Effettivamente era lecito aspettarsi qualcosa di più dal discorso di domenica di Renzi, qualcosa di meno generico delle solite idee di cui il sindaco di Firenze infarcisce i suoi discorsi.
Meno frasi fatte, meno slogan, da una parte e, dall’altra, qualche proposta concreta, qualche esempio pratico in più, che indicassero alcune cose da fare: non temi generici sui quali discutere in modo generico, ma progetti utili alla comunità da mettere in esecuzione da qui a sei mesi, un anno, e le modalità per finanziarli (dove andare a prendere i soldi necessari).

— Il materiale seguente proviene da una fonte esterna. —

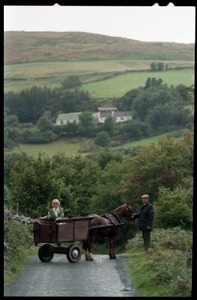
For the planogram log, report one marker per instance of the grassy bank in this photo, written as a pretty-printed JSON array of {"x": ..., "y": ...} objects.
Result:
[{"x": 164, "y": 271}]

Meno retorica (anche se quella di Renzi è ancora nettamente inferiore a quella, irraggiungibile, di Veltroni), meno ricerca del colpo ad effetto (come nel caso del riferimento al caso di Silvio Scaglia, trovata tipica del mondo dello spettacolo), e più riferimenti a cose concrete da fare, con indicazione di costi e tempi.
Per esempio, per rendere più concreto il suo discorso, sarebbe stato utile conoscere il punto di vista di Renzi su un argomento che occupa un posto centrale nel dibattito politico di questo Paese, quello della crescita economica.
A tale riguardo, sarebbe stato utile che Renzi si fosse pronunciato su un tema di cui si discute tanto in questi anni (anche se il più delle volte a sproposito), quello della cosiddetta “decrescita felice” (mai termine fu così sbagliato dal punto di vista della sua capacità comunicativa).
Sarebbe stato utile, a questo proposito, che Renzi avesse indicato i settori sui quali, secondo lui, si deve puntare (quelli da far crescere, sui quali concentrare gli investimenti), e quali settori vanno invece abbandonati.
E invece, dopo neanche 48 ore dalla chiusura dell’ultima “Leopolda”, ci troviamo a commentare le incredibili battute di D’Alema (“Mi ricorda un po’ quella pubblicità con Virna Lisi, con quella bocca può dire ciò che vuole ”) e di Grillo ( “Io non penso nulla di Renzi, non si può pensare qualcosa di Renzi”), a conferma del fatto che quello che blocca questo Paese è la predominanza di quelli che hanno interesse a mantenere lo “status quo” (per motivi anche non coincidenti) su quelli che cercano, anche magari commettendo qualche errore, di migliorare le cose, di non rassegnarsi all’esistente.
Tornando a quello che Renzi ha detto nel suo intervento conclusivo alla “Leopolda”, ho notato come il riferimento all’esigenza di migliorare la macchina della giustizia di questo Paese, di renderla più vicina al concetto di “giustizia”, abbia suscitato una serie di reazioni nell’area politica alla quale il sindaco di Firenze appartiene.
Quello che trovo singolare è il fatto che in certi ambienti si continui a pensare che questa richiesta possa essere considerata espressione di interessi solo di una parte politica e non invece, come sarebbe logico aspettarsi, espressione di un’esigenza di tutto il Parlamento.
Ma poter contare su una macchina della giustizia efficiente non dovrebbe essere uno dei diritti fondamentali di una comunità?